On Friday, the USD surged after the economy added significantly more jobs than expected in May, with nonfarm payrolls increasing by 272,000. This raised speculation that the Fed might delay its anticipated easing cycle. The 2-year US yields rose by 16%, and the dollar index rose by 0.8% to 104.91, its highest gain since 10 April. The robust jobs report has tempered expectations for Fed rate cuts this year. This week, the US will release CPI and PPI data, which will unavoidably come to bear on the USD alongside a slew of elections across Europe over the summer.
Refinery margins, which drive crude demand, remain weak. The Onyx European M1 refinery margin fell by $0.36/bbl in the week to 7 June. Seasonally higher summer demand that was somewhat taken for granted by the market appears on shakier ground in our opinion. This is reflected in European gasoline (EBOB), where market participants are risk-off, awaiting a genuine demand signal following the bearish US EIA data last week – which showed a rise in stocks in excess of 2 mb. In terms of price structure, the front EBOB spread (Jul/Aug) fell from $8.75/mt on 3 June to $5.75/mt on 10 June.

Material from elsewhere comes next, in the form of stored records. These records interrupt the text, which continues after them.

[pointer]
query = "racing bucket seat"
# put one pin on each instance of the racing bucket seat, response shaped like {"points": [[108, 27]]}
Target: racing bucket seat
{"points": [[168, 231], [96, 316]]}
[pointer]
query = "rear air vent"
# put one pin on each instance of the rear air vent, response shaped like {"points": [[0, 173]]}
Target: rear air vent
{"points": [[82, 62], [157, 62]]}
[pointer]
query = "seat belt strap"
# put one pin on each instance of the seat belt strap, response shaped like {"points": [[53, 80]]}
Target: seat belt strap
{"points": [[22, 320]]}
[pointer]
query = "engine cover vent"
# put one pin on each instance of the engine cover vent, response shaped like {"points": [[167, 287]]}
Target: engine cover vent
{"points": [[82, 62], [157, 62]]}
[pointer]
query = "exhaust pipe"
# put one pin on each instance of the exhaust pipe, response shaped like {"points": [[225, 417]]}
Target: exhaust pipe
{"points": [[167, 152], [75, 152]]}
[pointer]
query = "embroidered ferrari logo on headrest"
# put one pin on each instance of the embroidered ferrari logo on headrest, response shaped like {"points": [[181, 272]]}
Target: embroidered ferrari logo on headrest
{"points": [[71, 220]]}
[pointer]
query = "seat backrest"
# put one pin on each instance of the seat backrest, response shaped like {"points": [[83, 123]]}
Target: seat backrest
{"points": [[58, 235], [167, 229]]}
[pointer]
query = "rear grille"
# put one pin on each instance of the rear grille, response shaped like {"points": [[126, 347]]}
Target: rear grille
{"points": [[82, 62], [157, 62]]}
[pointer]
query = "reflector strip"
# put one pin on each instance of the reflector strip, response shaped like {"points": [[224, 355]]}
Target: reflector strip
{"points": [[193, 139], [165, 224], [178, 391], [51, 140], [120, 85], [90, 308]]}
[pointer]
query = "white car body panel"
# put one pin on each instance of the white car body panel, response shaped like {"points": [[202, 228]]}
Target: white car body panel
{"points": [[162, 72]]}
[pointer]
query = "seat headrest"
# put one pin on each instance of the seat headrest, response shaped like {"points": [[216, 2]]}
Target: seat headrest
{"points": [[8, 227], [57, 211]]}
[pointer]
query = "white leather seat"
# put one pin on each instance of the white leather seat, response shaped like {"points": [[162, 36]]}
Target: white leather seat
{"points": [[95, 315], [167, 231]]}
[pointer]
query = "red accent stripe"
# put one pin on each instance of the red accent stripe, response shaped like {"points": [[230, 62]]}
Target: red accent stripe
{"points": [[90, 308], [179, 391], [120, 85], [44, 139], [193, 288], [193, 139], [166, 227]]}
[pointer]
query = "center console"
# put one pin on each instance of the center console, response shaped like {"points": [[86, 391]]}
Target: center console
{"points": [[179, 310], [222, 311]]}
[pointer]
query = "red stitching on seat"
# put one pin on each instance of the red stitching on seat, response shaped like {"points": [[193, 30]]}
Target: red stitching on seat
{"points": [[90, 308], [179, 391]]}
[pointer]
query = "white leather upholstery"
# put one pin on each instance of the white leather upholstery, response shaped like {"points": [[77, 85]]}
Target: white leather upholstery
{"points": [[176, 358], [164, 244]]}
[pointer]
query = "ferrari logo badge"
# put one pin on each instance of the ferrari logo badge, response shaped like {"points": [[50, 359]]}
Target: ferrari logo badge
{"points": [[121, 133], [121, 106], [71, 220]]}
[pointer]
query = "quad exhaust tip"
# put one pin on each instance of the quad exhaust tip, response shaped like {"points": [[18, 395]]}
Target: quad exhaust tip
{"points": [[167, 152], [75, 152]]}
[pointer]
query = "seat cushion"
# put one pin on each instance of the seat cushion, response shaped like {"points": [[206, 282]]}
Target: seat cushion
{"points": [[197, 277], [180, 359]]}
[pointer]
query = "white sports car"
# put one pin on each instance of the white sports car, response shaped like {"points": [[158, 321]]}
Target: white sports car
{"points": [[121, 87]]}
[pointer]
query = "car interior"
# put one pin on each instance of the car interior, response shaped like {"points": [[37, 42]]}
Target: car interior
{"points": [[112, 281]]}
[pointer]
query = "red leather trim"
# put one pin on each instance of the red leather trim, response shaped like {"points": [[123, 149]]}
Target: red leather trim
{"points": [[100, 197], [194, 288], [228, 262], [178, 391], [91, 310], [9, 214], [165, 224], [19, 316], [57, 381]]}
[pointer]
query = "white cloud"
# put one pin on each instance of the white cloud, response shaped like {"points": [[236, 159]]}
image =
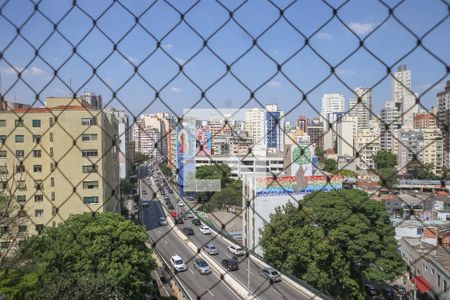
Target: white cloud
{"points": [[33, 71], [324, 36], [180, 60], [175, 89], [361, 28], [274, 84], [134, 60]]}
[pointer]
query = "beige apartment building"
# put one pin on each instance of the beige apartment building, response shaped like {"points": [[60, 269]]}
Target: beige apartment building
{"points": [[55, 161]]}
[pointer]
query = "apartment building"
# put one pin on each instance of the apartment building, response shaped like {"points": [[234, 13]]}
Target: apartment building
{"points": [[56, 161]]}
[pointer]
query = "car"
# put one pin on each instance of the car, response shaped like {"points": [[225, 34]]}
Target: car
{"points": [[202, 266], [399, 288], [162, 221], [236, 250], [178, 263], [371, 289], [230, 264], [271, 274], [205, 229], [188, 231], [211, 249]]}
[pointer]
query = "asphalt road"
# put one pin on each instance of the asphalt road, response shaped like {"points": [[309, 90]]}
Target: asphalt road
{"points": [[259, 286], [198, 286]]}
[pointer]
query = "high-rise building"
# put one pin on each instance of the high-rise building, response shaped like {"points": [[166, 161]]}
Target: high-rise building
{"points": [[331, 103], [255, 119], [93, 99], [360, 106], [443, 114], [54, 169], [274, 124]]}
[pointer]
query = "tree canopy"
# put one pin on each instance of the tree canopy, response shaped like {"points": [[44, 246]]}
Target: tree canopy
{"points": [[87, 257], [333, 241]]}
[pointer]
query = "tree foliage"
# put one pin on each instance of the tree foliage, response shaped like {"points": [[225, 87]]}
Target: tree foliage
{"points": [[87, 257], [334, 242]]}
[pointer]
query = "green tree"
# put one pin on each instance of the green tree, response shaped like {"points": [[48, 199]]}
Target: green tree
{"points": [[385, 159], [337, 240], [87, 257]]}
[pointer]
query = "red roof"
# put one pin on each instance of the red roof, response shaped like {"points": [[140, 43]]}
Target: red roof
{"points": [[422, 285]]}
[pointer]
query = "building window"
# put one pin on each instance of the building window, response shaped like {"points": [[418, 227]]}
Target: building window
{"points": [[3, 170], [36, 123], [90, 185], [20, 154], [90, 169], [20, 138], [90, 200], [89, 153], [38, 185], [21, 186], [89, 137], [88, 121], [36, 138], [37, 153]]}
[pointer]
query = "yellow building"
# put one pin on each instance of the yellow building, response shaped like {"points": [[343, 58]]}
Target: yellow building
{"points": [[55, 161]]}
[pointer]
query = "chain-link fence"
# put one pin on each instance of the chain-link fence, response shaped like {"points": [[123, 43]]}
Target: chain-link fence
{"points": [[211, 69]]}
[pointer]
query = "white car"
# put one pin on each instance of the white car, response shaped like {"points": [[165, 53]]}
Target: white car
{"points": [[178, 263], [205, 229], [236, 250]]}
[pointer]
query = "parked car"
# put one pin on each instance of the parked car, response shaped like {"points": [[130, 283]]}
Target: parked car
{"points": [[188, 231], [236, 250], [162, 221], [211, 249], [205, 229], [230, 264], [270, 274], [202, 266], [177, 263]]}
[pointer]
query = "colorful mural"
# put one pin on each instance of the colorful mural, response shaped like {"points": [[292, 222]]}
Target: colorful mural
{"points": [[286, 185]]}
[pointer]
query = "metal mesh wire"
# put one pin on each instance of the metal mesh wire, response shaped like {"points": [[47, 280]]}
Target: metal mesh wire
{"points": [[21, 47]]}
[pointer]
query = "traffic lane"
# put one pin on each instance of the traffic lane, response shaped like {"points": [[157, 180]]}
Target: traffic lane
{"points": [[203, 286]]}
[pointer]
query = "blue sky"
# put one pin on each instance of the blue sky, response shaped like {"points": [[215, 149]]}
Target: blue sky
{"points": [[257, 69]]}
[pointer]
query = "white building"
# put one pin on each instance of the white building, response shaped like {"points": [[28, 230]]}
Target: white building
{"points": [[331, 103], [255, 120], [363, 109]]}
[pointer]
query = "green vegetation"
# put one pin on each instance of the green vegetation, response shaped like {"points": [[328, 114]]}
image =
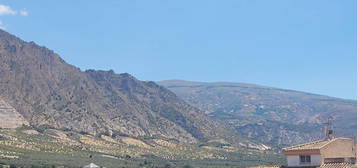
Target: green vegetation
{"points": [[55, 148]]}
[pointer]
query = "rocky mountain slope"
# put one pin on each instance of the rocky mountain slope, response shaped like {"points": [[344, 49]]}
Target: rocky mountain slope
{"points": [[48, 92], [273, 116], [10, 118]]}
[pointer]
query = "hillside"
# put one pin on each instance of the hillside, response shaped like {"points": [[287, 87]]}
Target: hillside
{"points": [[47, 92], [273, 116]]}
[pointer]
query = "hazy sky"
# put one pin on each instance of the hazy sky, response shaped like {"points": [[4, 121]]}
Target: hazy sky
{"points": [[306, 45]]}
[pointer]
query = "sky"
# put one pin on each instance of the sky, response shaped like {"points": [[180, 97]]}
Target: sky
{"points": [[305, 45]]}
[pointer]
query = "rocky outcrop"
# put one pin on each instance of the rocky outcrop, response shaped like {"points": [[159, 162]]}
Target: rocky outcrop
{"points": [[9, 117], [47, 91]]}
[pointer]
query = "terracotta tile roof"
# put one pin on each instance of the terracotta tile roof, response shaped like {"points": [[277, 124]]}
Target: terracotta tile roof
{"points": [[338, 165], [311, 146]]}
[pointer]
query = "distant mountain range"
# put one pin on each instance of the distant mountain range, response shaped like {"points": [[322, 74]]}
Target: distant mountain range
{"points": [[277, 117], [42, 90]]}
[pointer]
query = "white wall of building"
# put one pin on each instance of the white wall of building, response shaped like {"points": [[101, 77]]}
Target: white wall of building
{"points": [[294, 160]]}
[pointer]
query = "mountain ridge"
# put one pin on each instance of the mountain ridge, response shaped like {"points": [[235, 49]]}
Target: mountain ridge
{"points": [[47, 91], [273, 116]]}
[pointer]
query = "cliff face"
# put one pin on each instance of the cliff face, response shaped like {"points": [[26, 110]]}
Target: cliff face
{"points": [[10, 118], [45, 90]]}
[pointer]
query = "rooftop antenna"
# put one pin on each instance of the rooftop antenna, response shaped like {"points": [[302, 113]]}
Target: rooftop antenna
{"points": [[328, 129]]}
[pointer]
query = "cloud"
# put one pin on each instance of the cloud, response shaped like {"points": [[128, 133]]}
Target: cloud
{"points": [[2, 26], [6, 10], [24, 12]]}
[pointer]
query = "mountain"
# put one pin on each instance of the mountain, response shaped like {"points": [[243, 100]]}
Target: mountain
{"points": [[41, 90], [277, 117]]}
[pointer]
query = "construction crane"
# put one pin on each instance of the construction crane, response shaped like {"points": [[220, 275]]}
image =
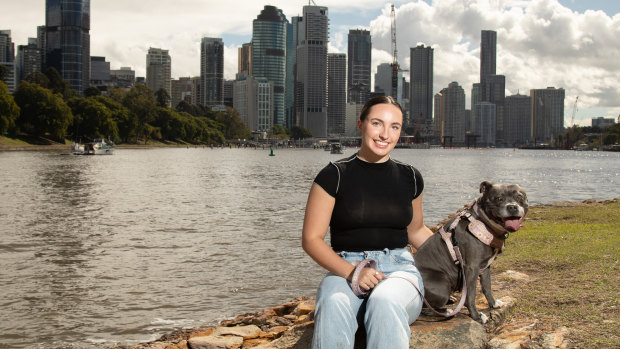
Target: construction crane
{"points": [[395, 67], [572, 116]]}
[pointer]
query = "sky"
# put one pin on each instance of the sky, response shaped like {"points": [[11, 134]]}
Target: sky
{"points": [[570, 44]]}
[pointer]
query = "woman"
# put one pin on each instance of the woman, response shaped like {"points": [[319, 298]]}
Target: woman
{"points": [[373, 208]]}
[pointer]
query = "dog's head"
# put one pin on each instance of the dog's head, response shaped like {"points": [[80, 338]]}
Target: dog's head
{"points": [[506, 205]]}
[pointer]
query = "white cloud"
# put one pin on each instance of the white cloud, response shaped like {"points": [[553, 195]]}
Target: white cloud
{"points": [[540, 42]]}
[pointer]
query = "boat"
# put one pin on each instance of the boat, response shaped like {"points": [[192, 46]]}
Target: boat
{"points": [[336, 148], [98, 146]]}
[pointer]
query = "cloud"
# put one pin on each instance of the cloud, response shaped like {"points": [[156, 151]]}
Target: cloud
{"points": [[540, 43]]}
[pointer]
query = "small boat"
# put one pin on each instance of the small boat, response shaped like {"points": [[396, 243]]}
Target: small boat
{"points": [[337, 148], [99, 146]]}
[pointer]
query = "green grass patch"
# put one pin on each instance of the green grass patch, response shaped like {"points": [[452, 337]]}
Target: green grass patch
{"points": [[571, 253]]}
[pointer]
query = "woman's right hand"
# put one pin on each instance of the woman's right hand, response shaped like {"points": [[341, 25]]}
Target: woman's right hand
{"points": [[369, 278]]}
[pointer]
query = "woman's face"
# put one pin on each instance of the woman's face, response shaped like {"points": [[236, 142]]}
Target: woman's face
{"points": [[380, 132]]}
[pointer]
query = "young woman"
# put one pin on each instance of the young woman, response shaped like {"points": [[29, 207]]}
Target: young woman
{"points": [[372, 206]]}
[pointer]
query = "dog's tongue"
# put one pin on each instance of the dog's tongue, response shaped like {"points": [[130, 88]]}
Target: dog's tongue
{"points": [[513, 224]]}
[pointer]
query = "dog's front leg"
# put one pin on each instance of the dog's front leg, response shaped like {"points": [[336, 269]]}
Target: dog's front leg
{"points": [[471, 276], [485, 283]]}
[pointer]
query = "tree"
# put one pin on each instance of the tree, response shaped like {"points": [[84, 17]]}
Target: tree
{"points": [[92, 119], [298, 132], [140, 101], [234, 128], [9, 110], [163, 97], [125, 120], [42, 112]]}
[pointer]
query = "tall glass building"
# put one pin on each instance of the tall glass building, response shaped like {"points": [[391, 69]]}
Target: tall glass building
{"points": [[269, 55], [421, 87], [211, 72], [67, 40], [359, 59]]}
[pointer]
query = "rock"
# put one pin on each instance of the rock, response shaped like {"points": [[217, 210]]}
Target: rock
{"points": [[297, 337], [215, 342], [458, 332], [246, 332]]}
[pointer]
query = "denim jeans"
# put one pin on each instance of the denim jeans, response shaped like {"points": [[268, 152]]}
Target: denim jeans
{"points": [[389, 310]]}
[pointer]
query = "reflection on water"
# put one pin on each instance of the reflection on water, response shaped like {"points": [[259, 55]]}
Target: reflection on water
{"points": [[97, 251]]}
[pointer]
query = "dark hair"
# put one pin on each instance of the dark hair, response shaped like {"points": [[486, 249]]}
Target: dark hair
{"points": [[379, 100]]}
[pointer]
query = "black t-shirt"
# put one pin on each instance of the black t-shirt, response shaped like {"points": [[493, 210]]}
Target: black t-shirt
{"points": [[373, 202]]}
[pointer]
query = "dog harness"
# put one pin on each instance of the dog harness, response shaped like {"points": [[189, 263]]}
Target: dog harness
{"points": [[478, 229]]}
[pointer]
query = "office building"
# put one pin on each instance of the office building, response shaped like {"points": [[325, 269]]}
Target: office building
{"points": [[245, 59], [312, 35], [517, 120], [181, 91], [67, 40], [336, 93], [421, 88], [212, 72], [452, 114], [99, 73], [269, 55], [28, 59], [603, 122], [488, 57], [547, 113], [7, 58], [359, 60], [486, 119], [125, 77], [158, 70], [253, 100]]}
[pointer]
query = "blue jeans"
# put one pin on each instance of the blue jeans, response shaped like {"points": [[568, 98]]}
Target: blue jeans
{"points": [[393, 304]]}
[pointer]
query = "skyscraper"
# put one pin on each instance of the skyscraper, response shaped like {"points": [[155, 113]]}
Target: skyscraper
{"points": [[336, 93], [158, 70], [421, 85], [452, 111], [547, 113], [212, 72], [311, 65], [269, 54], [67, 40], [359, 59], [28, 59], [7, 58], [488, 56], [517, 119]]}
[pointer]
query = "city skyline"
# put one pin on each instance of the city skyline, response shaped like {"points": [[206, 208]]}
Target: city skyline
{"points": [[577, 51]]}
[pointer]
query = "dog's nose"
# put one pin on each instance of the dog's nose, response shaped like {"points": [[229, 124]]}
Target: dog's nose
{"points": [[512, 209]]}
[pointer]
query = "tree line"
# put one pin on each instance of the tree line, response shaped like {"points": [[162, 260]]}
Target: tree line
{"points": [[43, 106]]}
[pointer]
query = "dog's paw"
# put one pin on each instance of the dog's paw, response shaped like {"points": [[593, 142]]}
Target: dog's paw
{"points": [[483, 318]]}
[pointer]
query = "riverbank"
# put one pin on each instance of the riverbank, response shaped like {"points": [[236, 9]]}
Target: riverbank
{"points": [[559, 276]]}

CTA positioning has been a significant driver of flat price direction recently. Commitment of trader data for the week ending 4 June revealed an all-time low in the net speculative length in Brent, matching the lows in flat prices. However, in our view, real positioning is probably less net short as the lows in price were bought into. Onyx’s proprietary CTA positioning model shows that the net positioning of CTA players is very short, indicative of short-side saturation, which in turn lends itself to quick reversals should bullish news hit the headlines.